Wiolka Walaszczyk o stand-upie w pandemii

0

Wiolka Walaszczyk w przeszłości miała wspólnie z Karolem Modzelewskim audycję w RMF FM, a teraz powróciła do radia jako gość. W audycji Pierwsze Słyszę prowadzonej przez Gosię Jakubowską na antenie Czwórki.

Pandemia nie wpłynęła na moje postrzeganie stand-upu, tylko na postrzeganie tego, że nie można się skupiać na jednej rzeczy. Jeżeli zabrali nam stand-up, bo nie mogliśmy występować na scenie, pomyślałam, że gdybym nie ograniczyła się tylko do stand-upu i miała więcej działalności artystycznych, to byłoby mi teraz łatwiej. Podczas pandemii rozszerzyłam swoją działalność o pisanie skeczy i reżyserowanie ich. Wydaje mi się, że to dużo mi dało – mówi w Polskim Radio dodając, że Michał Leja ma swój format Mini Leja Show, dzięki czemu mógł korzystać z działalności pozascenicznej.
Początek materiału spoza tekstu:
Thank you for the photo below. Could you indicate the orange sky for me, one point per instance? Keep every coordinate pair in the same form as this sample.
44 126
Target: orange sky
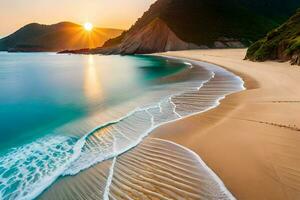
102 13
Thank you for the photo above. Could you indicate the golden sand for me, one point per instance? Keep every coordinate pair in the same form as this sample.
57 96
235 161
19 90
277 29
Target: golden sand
252 140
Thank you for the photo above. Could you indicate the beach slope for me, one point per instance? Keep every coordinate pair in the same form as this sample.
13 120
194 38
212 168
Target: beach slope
251 141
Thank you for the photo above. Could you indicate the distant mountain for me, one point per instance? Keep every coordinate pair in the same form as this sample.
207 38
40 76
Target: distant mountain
282 43
203 23
56 37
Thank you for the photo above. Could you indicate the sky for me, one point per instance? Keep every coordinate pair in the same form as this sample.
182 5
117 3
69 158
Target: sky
101 13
Prowadząca zapytała Wiolkę o doświadczenia ze stand-upu w formie internetowej bez publiczności, ale stand-uperka nie ma najlepszym wspomnień z takim rozwiązaniem.

Forma stand-upu online to jest dramat. Zrobiłam taki występ podczas pierwszego lockdownu i to było tragiczne przeżycie. Była to jakaś porażka, było kilka osób na widowni, ale było to ciężkie. Jednak ta energia musi się odbić od kogoś, wrócić do ciebie, jak nie ma, to jest to tragedia, bardzo ciężkie i bolesne zadanie. Ten występ boli – odpowiedziała.
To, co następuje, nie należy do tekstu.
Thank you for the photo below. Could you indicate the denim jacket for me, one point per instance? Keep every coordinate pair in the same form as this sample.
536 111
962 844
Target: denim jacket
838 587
  • Jak Wiolka radzi sobie z presją bycia śmieszną?
  • Jak wspomina pierwszy występ?
  • Czy na widowni gorsze jest milczenie czy buczenie?
  • Czy pandemia zmieniła w Wiolce postrzeganie stand-upu?
  • Czy temat pandemii będzie poruszany w programach?
  • Czy w stand-upie istnieją tematy tabu?
  • Jak się zapatruje na współtworzenie projektów przez komików?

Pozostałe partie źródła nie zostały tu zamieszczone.